The library houses many other areas of specialized studies including the Writing Resource Center, the Quantitative Resource Center Educational Technology Services, Study Abroad, Office of Research Programs and Services, and the Center for Engagement and Opportunities.

Lastly, the JBC Library also has regular study rooms available to check out, many computer stations (PC and Mac) for active students, staff, and faculty of NCF and USF, a 'Collab' room for open group collaborations, a silent study room, a workshop room available by appointment, and a section displaying the Student Theses.

=== Collection ===
The Collection stands around 280,000 volumes, 400 serial titles, has access through UBorrow to lend and borrow from all the institutions in the State University System and Illiad which allows borrowing and lending from institutions world-wide. USF is able to contribute, in addition to books of their own in the library's stacks, access to hundreds of Ebooks and databases ranging from dissertations to news articles and full-text academic journals.

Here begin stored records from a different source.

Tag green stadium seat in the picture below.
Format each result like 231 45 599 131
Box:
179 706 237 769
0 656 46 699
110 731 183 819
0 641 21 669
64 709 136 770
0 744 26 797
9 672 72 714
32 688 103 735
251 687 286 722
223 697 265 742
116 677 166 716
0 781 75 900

In August 2024, the library discarded, without advance notice to students, books and collections from the Gender and Diversity Center. The American Civil Liberties Union of Florida criticized the disposal of the books as "an intentional act of censorship". A spokesperson for the college said the dean of the library was placed on administrative leave, "after discovering that the library did not follow all of the state administrative requirements while conducting the routine disposition of materials".

=== Digital Collections ===
The Jane Bancroft Cook Library also has digital collections which were designed to share locally produced content with the scholarly community. The digital collections include Environmental Studies Program Collection, the History of New College Collection, Medieval and Renaissance Studies Conference Collection, Architecture Collection, Fine Arts Institute Collection, Schoenberg Manuscript Collection, Special Format Collection, Student Publications, and more. The Architecture Collection includes materials relating to I. M. Pei and the Pei Dorms he designed for the East Campus. The Digital Collections also contain many items related to Charles Edward Ringling and the mansion he and his wife built, which is now part of the New College campus. These include many photos of the mansion (now College Hall), photos of the Ringling, and theses previous students have written about the Ringling.

=== Users ===
The Jane Bancroft Cook Library serves NCF Students, Faculty, and Staff. Faculty receives a checkout length of one academic year, Students and staff receive an academic semester, and community members that have applied for and obtained a guest borrower pass are allowed three weeks with their loan. Media for all borrowers are allowed a week.